House debates

Monday, 16 March 2009

Commonwealth Electoral Amendment (Political Donations and Other Measures) Bill 2009

Second Reading

12:52 pm

Photo of Daryl MelhamDaryl Melham (Banks, Australian Labor Party) Share this | Hansard source

I rise to support the Commonwealth Electoral Amendment (Political Donations and Other Measures) Bill 2009. This is a bill that is worthy of support by both sides of the House and worthy of support now. This is a reintroduced bill, so it is not the first time it has been in the House. It is a bill that the Joint Standing Committee on Electoral Matters, of which I am chair, examined. The committee made certain recommendations for amendments that should take place, and the government picked up most of those recommendations.

The member for Cook, who preceded me in the debate, is the Deputy Chair of the Joint Standing Committee on Electoral Matters. He talks about bipartisanship. Words are cheap. Actions speak louder than words. I want to go to the report of the Joint Standing Committee on Electoral Matters and read the two recommendations of the dissenting members, of whom the member for Cook was one.

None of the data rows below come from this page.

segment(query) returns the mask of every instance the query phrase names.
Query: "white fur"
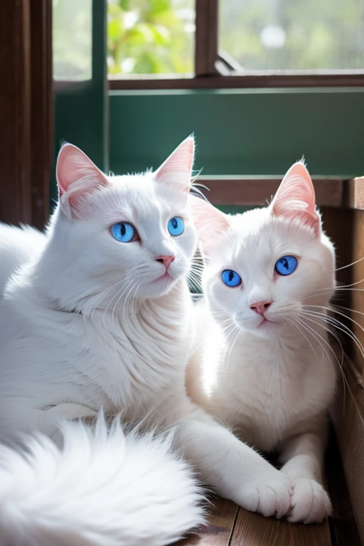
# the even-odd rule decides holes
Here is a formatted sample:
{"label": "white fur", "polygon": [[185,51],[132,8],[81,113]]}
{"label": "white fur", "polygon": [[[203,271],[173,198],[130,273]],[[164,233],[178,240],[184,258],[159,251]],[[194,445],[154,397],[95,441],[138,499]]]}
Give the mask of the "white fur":
{"label": "white fur", "polygon": [[[278,450],[294,486],[289,519],[307,523],[331,510],[321,467],[336,375],[324,317],[306,312],[326,314],[335,256],[328,238],[316,232],[316,213],[305,218],[314,229],[301,220],[305,206],[291,200],[294,191],[288,192],[284,216],[271,205],[224,220],[211,208],[209,221],[222,228],[205,257],[205,302],[196,309],[200,328],[187,385],[193,400],[240,438],[265,451]],[[204,237],[208,228],[208,222]],[[284,255],[299,257],[287,277],[274,272]],[[237,272],[242,284],[225,285],[225,269]],[[250,309],[260,301],[272,301],[264,313],[269,322]]]}
{"label": "white fur", "polygon": [[9,278],[20,266],[36,258],[46,244],[46,236],[29,226],[15,228],[0,222],[0,298]]}
{"label": "white fur", "polygon": [[[187,139],[156,173],[111,178],[77,149],[68,145],[61,151],[57,168],[60,200],[46,245],[9,279],[0,304],[0,437],[9,444],[16,441],[19,432],[53,436],[60,419],[93,417],[100,408],[107,415],[121,412],[123,422],[144,429],[173,426],[175,443],[218,493],[250,510],[282,515],[290,505],[290,480],[198,408],[185,392],[193,336],[185,277],[197,242],[188,201],[191,149],[193,141]],[[185,230],[171,237],[167,225],[176,215],[183,218]],[[112,237],[109,227],[120,221],[135,226],[138,240],[121,243]],[[175,259],[169,277],[161,278],[166,269],[156,258],[171,254]],[[48,444],[43,444],[48,457]],[[100,458],[98,468],[107,464],[102,449],[95,456]],[[33,465],[38,468],[41,451],[36,456],[40,459]],[[73,461],[63,456],[60,464],[67,474],[68,465],[72,472]],[[170,457],[163,464],[169,464]],[[15,478],[14,469],[9,480]],[[137,473],[135,466],[130,471]],[[31,472],[31,466],[26,471]],[[175,483],[182,471],[180,467]],[[122,469],[120,472],[122,480],[125,474]],[[156,491],[161,486],[157,476],[150,476]],[[201,520],[196,497],[186,497],[191,478],[186,472],[185,478],[174,491],[174,500],[169,493],[165,498],[171,525],[164,529],[164,543],[176,537],[179,503],[189,505],[190,512],[180,515],[178,535]],[[74,479],[77,484],[77,476]],[[134,473],[129,479],[134,479]],[[85,484],[79,484],[82,491]],[[271,489],[277,493],[277,503],[265,502],[264,494]],[[140,490],[128,487],[127,491],[131,505],[140,510]],[[77,487],[70,492],[75,502],[77,493]],[[63,483],[47,483],[42,505],[55,505],[48,520],[50,532],[58,517],[62,520],[63,503],[58,500],[63,494]],[[181,495],[184,500],[179,500]],[[109,508],[97,496],[92,499],[90,520],[98,513],[106,518]],[[21,510],[21,500],[26,504],[27,499],[18,496],[14,510]],[[158,537],[155,508],[149,509],[150,536]],[[2,510],[0,505],[0,514]],[[36,513],[21,513],[27,532],[34,529],[36,533],[41,511],[37,517]],[[4,513],[0,520],[8,515]],[[84,516],[78,520],[75,513],[78,529],[87,529]],[[110,531],[110,543],[114,540],[118,544],[118,537],[126,532],[124,523],[120,520],[117,532]],[[12,536],[15,528],[9,528]],[[56,525],[55,532],[58,530]],[[144,535],[139,524],[132,532],[129,543],[140,543]]]}
{"label": "white fur", "polygon": [[[161,546],[203,520],[200,496],[172,437],[62,424],[27,450],[0,447],[1,546]],[[55,491],[57,492],[55,497]]]}

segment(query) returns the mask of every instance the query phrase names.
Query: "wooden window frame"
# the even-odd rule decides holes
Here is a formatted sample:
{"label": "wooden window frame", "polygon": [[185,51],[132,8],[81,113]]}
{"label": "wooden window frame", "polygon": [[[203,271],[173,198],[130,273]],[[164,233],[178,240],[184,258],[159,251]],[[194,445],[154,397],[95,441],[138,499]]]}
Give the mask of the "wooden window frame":
{"label": "wooden window frame", "polygon": [[218,0],[196,0],[195,76],[110,79],[110,90],[364,87],[364,70],[259,71],[247,75],[218,70]]}

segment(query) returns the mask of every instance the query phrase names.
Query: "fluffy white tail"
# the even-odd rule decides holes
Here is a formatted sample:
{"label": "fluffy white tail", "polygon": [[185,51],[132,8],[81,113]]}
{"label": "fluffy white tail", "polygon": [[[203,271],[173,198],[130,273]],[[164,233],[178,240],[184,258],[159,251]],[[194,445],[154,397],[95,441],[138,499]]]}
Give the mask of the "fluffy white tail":
{"label": "fluffy white tail", "polygon": [[38,434],[0,447],[1,546],[162,546],[203,522],[171,436],[67,422],[62,449]]}

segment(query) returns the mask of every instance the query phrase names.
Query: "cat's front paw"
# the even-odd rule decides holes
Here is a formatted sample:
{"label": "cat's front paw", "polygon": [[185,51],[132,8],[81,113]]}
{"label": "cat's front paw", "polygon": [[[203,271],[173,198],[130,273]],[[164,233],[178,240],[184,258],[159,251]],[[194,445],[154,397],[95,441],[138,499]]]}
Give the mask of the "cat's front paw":
{"label": "cat's front paw", "polygon": [[331,513],[328,495],[315,480],[295,478],[288,520],[297,523],[319,523]]}
{"label": "cat's front paw", "polygon": [[261,474],[245,491],[242,508],[277,518],[286,515],[291,506],[293,484],[283,472]]}

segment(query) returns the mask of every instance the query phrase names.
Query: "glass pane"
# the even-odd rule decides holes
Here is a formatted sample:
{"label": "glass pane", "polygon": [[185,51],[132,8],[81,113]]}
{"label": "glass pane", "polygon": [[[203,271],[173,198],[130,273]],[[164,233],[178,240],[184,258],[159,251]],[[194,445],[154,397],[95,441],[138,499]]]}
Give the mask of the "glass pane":
{"label": "glass pane", "polygon": [[53,79],[90,80],[92,0],[53,0]]}
{"label": "glass pane", "polygon": [[364,1],[220,0],[219,41],[239,71],[363,69]]}
{"label": "glass pane", "polygon": [[108,0],[107,7],[110,77],[192,75],[195,0]]}

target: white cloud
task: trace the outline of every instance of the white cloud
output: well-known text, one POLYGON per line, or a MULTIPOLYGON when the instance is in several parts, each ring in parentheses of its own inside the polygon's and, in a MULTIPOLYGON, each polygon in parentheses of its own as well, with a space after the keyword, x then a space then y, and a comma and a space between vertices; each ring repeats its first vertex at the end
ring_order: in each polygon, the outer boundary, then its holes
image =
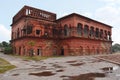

Recommendation 1 was:

Coalition Members believe that further debate in the Senate on this Bill should be deferred until proper public scrutiny and discussion of the Green Paper and the report of the Joint Standing Committee into Electoral Matters into the reference made by the Senate on 11 March 2008.

That has been the mantra of the opposition: ‘Do them all together; do not do them a little bit at a time.’ That is something that I think can be dismantled with very little debate. Let us have a look at the merits of each of the propositions. The second recommendation of the minority report was to amend clause 40—proposed section 306AE of the bill—in relation to anonymous donations, to increase the threshold from $50, which we recommended, to $250. So when it came to making recommendations in relation to the substantive provisions of the bill, the only difference between the government and the opposition is that the government members of the committee recommended $50—because it was at a $0 level—and opposition members recommended $250.